La Norvège ne parvient pas à trouver l'équilibre en cette fin de Coupe du monde - 3

WELLINGTON, 5 août (Reuters) – L’odyssée de la Norvège en Coupe du monde s’est arrêtée net avec une défaite 3-1 contre le Japon en huitièmes de finale samedi, les Scandinaves n’ayant une fois de plus pas réussi à trouver l’équilibre nécessaire pour prospérer dans un tournoi majeur.

Le sélectionneur Hege Riise a bricolé avec son équipe tout au long de la Coupe du monde mais n’a jamais réussi à trouver la composition ou la tactique qui tirerait le meilleur parti de son groupe, et son avenir est incertain après une troisième mauvaise performance en quatre tournois.

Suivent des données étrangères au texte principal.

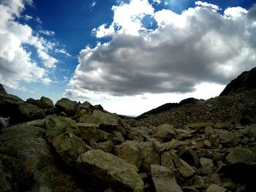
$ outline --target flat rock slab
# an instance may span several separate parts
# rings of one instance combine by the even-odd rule
[[[91,150],[80,155],[77,168],[83,174],[116,191],[140,192],[144,190],[142,178],[132,166],[121,158],[100,150]]]
[[[157,192],[182,192],[173,172],[165,166],[151,165],[151,174]]]

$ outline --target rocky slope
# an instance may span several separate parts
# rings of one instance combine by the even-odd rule
[[[0,86],[0,191],[256,191],[256,90],[159,108],[24,101]],[[158,110],[159,110],[158,109]]]

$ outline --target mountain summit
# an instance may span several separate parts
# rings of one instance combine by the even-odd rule
[[[244,72],[227,84],[220,96],[256,88],[256,67]]]

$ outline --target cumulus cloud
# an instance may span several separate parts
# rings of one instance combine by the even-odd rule
[[[55,34],[54,31],[49,30],[39,30],[38,31],[40,34],[46,36],[53,36]]]
[[[256,20],[249,15],[255,7],[221,13],[214,4],[196,5],[181,14],[156,12],[146,0],[113,6],[113,23],[96,31],[99,37],[111,34],[111,40],[80,51],[69,94],[75,89],[83,96],[188,93],[201,83],[225,85],[254,67]],[[156,29],[143,26],[146,15]]]
[[[67,51],[65,49],[56,49],[55,52],[64,54],[67,57],[71,57],[71,55],[69,53],[67,53]]]
[[[41,81],[49,84],[47,68],[54,68],[58,61],[48,54],[54,44],[34,34],[33,29],[18,21],[26,4],[31,0],[3,0],[0,4],[0,81],[11,88],[18,88],[20,81]],[[25,15],[25,18],[31,17]],[[34,47],[44,66],[31,59],[26,45]]]

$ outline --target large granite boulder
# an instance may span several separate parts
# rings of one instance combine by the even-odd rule
[[[66,132],[80,135],[76,122],[70,118],[61,116],[49,116],[45,119],[46,138],[51,142],[54,137]]]
[[[28,125],[37,123],[1,130],[0,161],[4,169],[0,168],[0,172],[12,177],[10,180],[5,177],[10,184],[5,188],[10,186],[11,191],[81,191],[75,177],[59,169],[52,149],[44,139],[45,130]]]
[[[7,94],[7,92],[6,92],[3,85],[1,84],[0,84],[0,94],[3,94],[3,95]]]
[[[45,113],[43,110],[36,105],[31,104],[22,104],[18,107],[18,111],[20,114],[22,122],[42,119],[45,117]]]
[[[163,124],[158,127],[152,137],[165,142],[172,140],[175,138],[175,135],[176,132],[172,125]]]
[[[132,166],[121,158],[100,150],[91,150],[80,155],[77,160],[77,169],[94,180],[98,190],[101,186],[105,189],[111,188],[116,191],[141,192],[144,189],[141,177]]]
[[[81,138],[85,141],[106,142],[110,139],[109,134],[100,130],[98,124],[79,123],[77,126],[80,131]]]
[[[87,151],[83,139],[72,133],[65,133],[54,137],[52,144],[62,161],[69,166],[75,165],[78,156]]]
[[[80,123],[99,124],[100,126],[115,127],[118,125],[118,118],[116,115],[94,110],[91,115],[83,115],[79,118]],[[113,131],[113,130],[110,130]]]
[[[226,160],[230,164],[255,162],[256,155],[249,150],[237,147],[227,155]]]
[[[142,154],[138,145],[136,141],[123,142],[116,146],[115,154],[126,162],[134,164],[139,168],[142,163]]]
[[[78,103],[67,98],[59,100],[55,106],[60,112],[64,112],[69,117],[73,117],[76,113]]]
[[[151,166],[151,174],[157,192],[182,192],[173,172],[169,169],[157,165]]]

« Nous savions que le Japon aurait beaucoup de possession de balle et nous devions être forts en défense pour ne pas leur permettre de trop jouer sur nous », a-t-elle déclaré à propos de son plan pour le match de samedi.

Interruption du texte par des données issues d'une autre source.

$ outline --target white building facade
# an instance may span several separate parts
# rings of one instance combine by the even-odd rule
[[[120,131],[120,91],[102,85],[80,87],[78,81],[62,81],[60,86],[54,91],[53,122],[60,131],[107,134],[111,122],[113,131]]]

« Mais (le Japon) s’est bien débrouillé, nous avons joué une défense solide par moments, mais pas assez bonne.

La défaite inaugurale 1-0 de la Norvège face à la Nouvelle-Zélande n’est peut-être pas comparable à la raclée 8-0 infligée par l’Angleterre lors de l’Euro de l’année dernière, mais elle est presque aussi embarrassante et donne le ton d’une nouvelle campagne décevante.

Riise se débarrassait rapidement de la jeune ailière Julie Blakstad et optait pour Emelie Haavi et Tuva Hansen sur le flanc gauche, mais les deux droitières se débattaient, rendant leur aile presque totalement inefficace.

Au milieu de terrain, le dilemme de Riise était de savoir qui choisir entre Frida Maanum, Ingrid Engen et Vilde Boe Risa, et elle aurait probablement mieux fait de jouer les trois et de pousser Guro Reiten, qui était perdu dans un rôle central, en attaque sur le côté gauche.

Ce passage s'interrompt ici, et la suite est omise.